Leslie Ballentine
(1940-)
Leslie Ballentine is a professor of physics emeritus at Simon Fraser University in British Columbia, Canada.
He is best known for his careful description and defense of
Albert Einstein's "ensemble" or "statistical"
interpretation of quantum mechanics.
The Statistical Interpretation of quantum theory is formulated for the purpose of providing a sound interpretation
using a minimum of assumptions. Several arguments are advanced in favor of considering the quantum state description
to apply only to an ensemble of similarity prepared systems, rather than supposing, as is often done, that it exhaustively
represents an individual physical system. Most of the problems associated with the quantum theory of measurement
are artifacts of the attempt to maintain the latter interpretation. The introduction of hidden variables to determine the
outcome of individual events is fully compatible with the statistical predictions of quantum theory. However, a theorem
due to Bell seems to require that any such hidden-variable theory which reproduces all of quantum mechanics exactly
(i.e., not merely in some limiting case) must possess a rather pathological character with respect to correlated, but spacially
separated, systems.
("The Statistical Interpretation of Quantum Mechanics," Rev. Mod. Phys., Vol.42, No.4, 1970, p.358)
The "pathological character" is
nonlocality, which Einstein saw as early as 1905, and
nonseparability, which he described in his 1935
EPR paper. When
entangled systems are measured, their properties are perfectly correlated even though they show up at large spatial separations
after the measurement.
Ballentine does not seem to see that "correlated" measurements are actually made synchronously (in a
special frame) as the two-particle wave function Ψ
12 collapses for both particles when either particle is measured, or indeed when any interaction
disentangles (decoheres) the two particles. All the properties of both particles become definite on the first measurement. A second measurement, on a now-distant particle, must conserve the total spin since spin is a
constant of the motion. If spin was not conserved, it would be a much greater violation of the fundamental principles of physics than the appearance of Einstein's "spooky action at a distance."

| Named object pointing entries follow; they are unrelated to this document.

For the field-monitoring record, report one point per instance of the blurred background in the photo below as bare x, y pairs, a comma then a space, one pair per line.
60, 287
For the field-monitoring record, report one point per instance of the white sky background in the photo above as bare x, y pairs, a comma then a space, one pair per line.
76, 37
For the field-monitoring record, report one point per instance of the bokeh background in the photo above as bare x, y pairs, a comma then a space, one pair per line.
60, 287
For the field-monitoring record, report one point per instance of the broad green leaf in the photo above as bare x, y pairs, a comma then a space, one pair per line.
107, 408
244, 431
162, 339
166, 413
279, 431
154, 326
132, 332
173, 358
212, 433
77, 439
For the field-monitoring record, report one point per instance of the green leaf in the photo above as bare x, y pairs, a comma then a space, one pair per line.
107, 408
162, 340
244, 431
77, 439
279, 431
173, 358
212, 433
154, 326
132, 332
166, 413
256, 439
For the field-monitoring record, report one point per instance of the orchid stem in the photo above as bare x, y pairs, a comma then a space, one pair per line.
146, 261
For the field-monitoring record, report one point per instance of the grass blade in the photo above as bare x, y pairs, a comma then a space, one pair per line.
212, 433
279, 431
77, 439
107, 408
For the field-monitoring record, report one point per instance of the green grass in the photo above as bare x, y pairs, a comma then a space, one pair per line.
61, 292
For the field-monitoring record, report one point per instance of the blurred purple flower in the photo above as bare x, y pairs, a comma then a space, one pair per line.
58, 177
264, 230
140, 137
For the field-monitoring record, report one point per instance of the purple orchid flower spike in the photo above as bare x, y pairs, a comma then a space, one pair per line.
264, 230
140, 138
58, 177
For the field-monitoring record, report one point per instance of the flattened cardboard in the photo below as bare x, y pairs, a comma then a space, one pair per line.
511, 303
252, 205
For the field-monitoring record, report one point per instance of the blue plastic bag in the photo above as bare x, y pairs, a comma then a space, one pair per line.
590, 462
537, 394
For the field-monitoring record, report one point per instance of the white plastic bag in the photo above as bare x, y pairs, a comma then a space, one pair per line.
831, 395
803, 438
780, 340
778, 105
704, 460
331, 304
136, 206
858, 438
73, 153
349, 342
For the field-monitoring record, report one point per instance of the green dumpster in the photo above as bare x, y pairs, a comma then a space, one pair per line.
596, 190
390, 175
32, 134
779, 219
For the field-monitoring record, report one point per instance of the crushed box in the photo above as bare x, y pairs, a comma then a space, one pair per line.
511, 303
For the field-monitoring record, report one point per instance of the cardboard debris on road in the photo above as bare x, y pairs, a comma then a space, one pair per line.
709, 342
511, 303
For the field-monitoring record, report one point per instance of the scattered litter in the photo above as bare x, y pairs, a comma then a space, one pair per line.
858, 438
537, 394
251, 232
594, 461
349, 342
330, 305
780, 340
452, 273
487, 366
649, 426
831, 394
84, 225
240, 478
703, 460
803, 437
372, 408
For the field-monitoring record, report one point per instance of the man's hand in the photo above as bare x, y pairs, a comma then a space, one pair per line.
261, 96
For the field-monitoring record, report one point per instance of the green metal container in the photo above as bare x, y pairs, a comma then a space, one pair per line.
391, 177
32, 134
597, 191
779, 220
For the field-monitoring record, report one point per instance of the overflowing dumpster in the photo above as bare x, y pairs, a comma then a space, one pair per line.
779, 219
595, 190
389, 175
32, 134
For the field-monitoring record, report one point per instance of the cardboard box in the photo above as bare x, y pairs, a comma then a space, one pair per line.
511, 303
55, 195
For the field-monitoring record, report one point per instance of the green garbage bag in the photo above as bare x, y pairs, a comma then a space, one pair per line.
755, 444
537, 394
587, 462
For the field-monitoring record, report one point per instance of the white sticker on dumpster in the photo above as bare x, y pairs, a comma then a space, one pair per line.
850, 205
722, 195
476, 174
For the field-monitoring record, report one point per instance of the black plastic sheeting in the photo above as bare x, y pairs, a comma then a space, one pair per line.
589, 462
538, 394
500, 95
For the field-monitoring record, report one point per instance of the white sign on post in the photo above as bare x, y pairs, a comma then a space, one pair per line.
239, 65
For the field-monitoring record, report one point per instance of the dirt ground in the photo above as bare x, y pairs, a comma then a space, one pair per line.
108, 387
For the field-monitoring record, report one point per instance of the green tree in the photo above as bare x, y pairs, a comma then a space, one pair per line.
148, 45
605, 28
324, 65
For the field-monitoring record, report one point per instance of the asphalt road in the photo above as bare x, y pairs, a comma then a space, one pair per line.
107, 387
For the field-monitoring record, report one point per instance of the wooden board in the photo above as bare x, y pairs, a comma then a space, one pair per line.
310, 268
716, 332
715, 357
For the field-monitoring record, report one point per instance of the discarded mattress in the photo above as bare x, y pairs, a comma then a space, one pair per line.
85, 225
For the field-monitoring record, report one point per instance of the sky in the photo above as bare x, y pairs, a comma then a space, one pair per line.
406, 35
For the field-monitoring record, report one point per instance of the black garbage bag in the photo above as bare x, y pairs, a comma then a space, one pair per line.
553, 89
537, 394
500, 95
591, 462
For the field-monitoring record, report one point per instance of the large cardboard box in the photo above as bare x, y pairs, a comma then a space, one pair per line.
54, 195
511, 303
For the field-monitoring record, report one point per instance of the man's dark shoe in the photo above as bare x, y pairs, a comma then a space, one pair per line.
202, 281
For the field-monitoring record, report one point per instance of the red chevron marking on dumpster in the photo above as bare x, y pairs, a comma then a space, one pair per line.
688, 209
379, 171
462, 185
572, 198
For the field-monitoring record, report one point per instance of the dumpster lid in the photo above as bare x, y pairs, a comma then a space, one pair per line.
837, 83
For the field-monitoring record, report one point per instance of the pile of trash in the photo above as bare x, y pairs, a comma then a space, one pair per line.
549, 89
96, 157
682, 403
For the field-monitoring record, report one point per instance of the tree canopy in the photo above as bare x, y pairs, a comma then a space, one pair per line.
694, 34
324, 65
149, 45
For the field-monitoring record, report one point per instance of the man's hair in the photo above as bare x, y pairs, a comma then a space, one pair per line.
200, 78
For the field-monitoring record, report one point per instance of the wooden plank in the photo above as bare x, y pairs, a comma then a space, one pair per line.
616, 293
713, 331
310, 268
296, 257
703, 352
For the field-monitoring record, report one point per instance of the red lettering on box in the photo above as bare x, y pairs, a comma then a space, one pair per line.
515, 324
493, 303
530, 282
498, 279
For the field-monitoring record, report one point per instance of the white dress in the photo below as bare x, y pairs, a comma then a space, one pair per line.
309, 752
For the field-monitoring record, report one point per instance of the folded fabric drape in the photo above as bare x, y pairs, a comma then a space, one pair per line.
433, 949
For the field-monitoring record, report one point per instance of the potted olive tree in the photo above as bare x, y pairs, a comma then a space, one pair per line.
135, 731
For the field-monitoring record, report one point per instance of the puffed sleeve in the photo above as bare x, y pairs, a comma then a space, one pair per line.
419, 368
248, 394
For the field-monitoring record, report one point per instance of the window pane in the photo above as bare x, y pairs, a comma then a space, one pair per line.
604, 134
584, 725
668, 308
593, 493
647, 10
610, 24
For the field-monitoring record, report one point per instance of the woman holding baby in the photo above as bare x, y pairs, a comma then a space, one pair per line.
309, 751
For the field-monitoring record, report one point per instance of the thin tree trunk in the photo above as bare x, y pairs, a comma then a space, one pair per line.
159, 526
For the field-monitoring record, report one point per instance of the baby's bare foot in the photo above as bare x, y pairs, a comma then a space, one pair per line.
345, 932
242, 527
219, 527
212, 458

Ballentine is convinced that Einstein understood quantum mechanics as well or better than most of his colleagues, a point also made by
Arthur Fine a few years later.
A serious reading of Einstein’s Reply [to Critics, in Schilpp volume] should clear up
any misconceptions to the effect that he rejected
quantum theory or misunderstood its foundations. In
fact, he understood the essentially statistical nature of
quantum theory as well as any of his contemporaries,
and better than many. His only objection was against
the assumption that a wave function or state vector
could exhaustively describe an individual system, which
we have seen to be an unwarranted and troublesome
assumption. This fact, and the fact that Einstein
advocated a fully viable interpretation of quantum
theory (essentially the Statistical Interpretation of this
paper although he expressed himself more briefly), do
not seem to have been appreciated by his critics.
( ibid., p.379)
Ballentine also questions the common interpretation of
Werner Heisenberg's uncertainty principle as resulting from a "disturbance" made by the measuring apparatus.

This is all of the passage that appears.